First question: In terms of dollars, just how much is the U.S. nuclear arsenal worth?
(2) On January 26, 1994 your colleague, Hon. Eleanor Holmes Norton (DC), introduced HR 3750, the "Nuclear Disarmament and Economic Conversion Act," to the 103rd Congress. In pertinent part, the proposed Act required that:
"The United States Government ... shall disable and dismantle all its nuclear weapons and refrain from replacing them at any time with any weapons of mass destruction ... and shall redirect resources that are currently being used for nuclear weapons programs to use .. in converting all nuclear weapons industry employees ... and programs ... to constructive, ecologically beneficial peacetime activities ... addressing human needs such as housing, health care, education, agriculture, and environmental restoration. This Act shall take effect when the President certifies to the Congress that all foreign countries possessing nuclear weapons have established legal requirements comparable... and those requirements have taken effect."

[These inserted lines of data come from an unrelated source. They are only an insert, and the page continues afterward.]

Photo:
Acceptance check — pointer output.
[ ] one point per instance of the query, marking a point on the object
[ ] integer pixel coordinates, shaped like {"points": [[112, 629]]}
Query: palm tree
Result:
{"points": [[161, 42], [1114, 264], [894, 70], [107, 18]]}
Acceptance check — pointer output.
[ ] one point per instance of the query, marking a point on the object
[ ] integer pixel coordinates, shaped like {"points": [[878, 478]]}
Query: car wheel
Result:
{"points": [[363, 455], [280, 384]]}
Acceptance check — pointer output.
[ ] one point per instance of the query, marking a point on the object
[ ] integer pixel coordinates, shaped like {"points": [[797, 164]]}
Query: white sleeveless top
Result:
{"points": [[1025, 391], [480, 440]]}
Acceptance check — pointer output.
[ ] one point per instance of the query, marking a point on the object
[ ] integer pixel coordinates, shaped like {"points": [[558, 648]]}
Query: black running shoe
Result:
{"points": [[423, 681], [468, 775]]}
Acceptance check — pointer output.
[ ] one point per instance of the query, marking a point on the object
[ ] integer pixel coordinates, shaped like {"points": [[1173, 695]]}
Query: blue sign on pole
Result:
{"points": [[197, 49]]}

This legislation is a timely vehicle by which Congress can signal its intent to abide by Article VI of the Nuclear Non-Proliferation Treaty. As you know, sixty-two ex-generals and admirals are now calling for massive or complete elimination of nuclear weapons, and the World Court recently ruled that the threat or use of nuclear weapons could and should be illegal.
HR 3750 died in committee with eight co-sponsors. Delegate Norton re-introduced the measure to the 104th Congress as HR 1647 in 1995, and has promised to re-introduce the bill again this session. The bill is based on a successful grassroots voter
initiative in Washington DC (Initiative 37 in 1993).
Second question: When Delegate Norton re-introduces the Nuclear Disarmament and Economic Conversion Act to the 105th Congress, can you give me one reason why it shouldn't have at least 53 co-sponsors immediately?